You can use GET /organizations/{organizationId}/licenses/{licenseId} to view a license associated with the specified organization. The following sample shows the operation to get information about a single license. The license ID is specified in the request URL.

curl -X "GET" "https://api.pingone.com/v1/organizations/{organizationId}/licenses/{licenseId}" \
-H 'Authorization: Bearer jwtToken'

Create licenses

You can use POST /environments/{environmentId}/populations/ to create a new license resource associated with the specified organization.

curl -X POST "https://api.pingone.com/v1/organizations/{organizationId}/licenses" \
-H "Content-type: application/json" \
-H "Authorization: Bearer jwtToken" \
-d "{
  "package": "TRIAL"
}"

In the request body, package is a required property. All other properties are optional, and if optional property values are not specified in the request, they inherit the values defined in the package template. This example creates a new license for the organization using default property values for all TRIAL package settings, including the expiresAt timestamp, which sets a date that is 30 days from the create date.

Update licenses

You can use PUT /organizations/{organizationId}/licenses/{licenseId} to update the property values for a license associated with the specified organization.

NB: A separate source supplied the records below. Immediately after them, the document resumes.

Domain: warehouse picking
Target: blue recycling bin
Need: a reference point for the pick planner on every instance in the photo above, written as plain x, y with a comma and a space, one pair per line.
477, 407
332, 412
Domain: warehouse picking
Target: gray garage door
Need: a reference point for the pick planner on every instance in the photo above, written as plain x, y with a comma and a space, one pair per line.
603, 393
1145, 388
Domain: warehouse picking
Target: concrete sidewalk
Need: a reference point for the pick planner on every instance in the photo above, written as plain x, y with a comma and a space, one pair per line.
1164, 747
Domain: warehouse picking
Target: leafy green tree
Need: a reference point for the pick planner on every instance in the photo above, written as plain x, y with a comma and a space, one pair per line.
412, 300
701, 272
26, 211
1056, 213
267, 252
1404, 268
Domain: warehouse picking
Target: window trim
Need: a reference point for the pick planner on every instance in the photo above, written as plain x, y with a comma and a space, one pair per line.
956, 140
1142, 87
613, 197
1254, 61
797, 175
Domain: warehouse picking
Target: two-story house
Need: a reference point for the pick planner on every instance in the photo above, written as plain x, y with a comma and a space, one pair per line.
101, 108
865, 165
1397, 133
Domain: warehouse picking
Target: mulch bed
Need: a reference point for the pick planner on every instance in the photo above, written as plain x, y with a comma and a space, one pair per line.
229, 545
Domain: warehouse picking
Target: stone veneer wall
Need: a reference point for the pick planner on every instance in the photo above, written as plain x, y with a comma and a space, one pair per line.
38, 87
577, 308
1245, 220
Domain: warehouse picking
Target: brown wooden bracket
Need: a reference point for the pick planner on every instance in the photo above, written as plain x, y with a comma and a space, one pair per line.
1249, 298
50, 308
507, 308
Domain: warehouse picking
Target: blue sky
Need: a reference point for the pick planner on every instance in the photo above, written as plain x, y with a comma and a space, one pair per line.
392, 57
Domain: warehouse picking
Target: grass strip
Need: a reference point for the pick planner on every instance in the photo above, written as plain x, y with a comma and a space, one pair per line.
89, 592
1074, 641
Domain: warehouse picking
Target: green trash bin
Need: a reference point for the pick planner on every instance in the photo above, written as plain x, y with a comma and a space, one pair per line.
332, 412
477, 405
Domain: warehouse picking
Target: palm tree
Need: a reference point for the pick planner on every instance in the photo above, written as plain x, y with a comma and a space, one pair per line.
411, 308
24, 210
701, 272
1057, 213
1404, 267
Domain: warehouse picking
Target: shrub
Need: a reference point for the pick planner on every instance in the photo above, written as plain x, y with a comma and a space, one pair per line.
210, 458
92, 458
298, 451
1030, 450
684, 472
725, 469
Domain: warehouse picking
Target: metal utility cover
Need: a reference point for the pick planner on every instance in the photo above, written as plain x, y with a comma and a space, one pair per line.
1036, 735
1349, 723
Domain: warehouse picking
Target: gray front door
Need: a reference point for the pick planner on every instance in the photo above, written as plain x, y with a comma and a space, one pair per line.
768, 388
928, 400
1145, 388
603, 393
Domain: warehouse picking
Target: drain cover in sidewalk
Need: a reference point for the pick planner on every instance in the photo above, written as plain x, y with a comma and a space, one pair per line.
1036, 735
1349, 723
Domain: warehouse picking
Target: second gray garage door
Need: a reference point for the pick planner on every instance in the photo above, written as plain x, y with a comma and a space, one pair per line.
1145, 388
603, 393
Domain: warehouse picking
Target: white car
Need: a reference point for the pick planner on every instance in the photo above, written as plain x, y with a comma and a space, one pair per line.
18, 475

curl -X PUT "https://api.pingone.com/v1/organizations/{organizationId}/licenses/{licenseId}" \
-H "Content-type: application/json" \
-H "Authorization: Bearer jwtToken" \
-d "{
  "package": "TRIAL",
  "expiresAt": "2022-07-13T00:00:00Z",
  "environments": {
    "allowProduction": false,
    "allowDelegatedAdmin": false,
    "max": 5,
    "regions": ["NORTH_AMERICA"]
  },
  "users": {
    "max": 100000
  },
  "schemas": {
    "allowCustom": true
  },
  "applications": {
    "protocols": ["OPENID_CONNECT", "SAML2_IDP"]
  },
}"

Delete licenses

The following sample shows the DELETE /organizations/{organizationId}/licenses/{licenseId} operation to delete the license associated with the specified organization.

curl -X DELETE "https://api.pingone.com/v1/organizations/{organizationId}/licenses/{licenseId}" \
-H "Authorization: Bearer jwtToken"

When successful, the DELETE request returns a code 204 No Content message.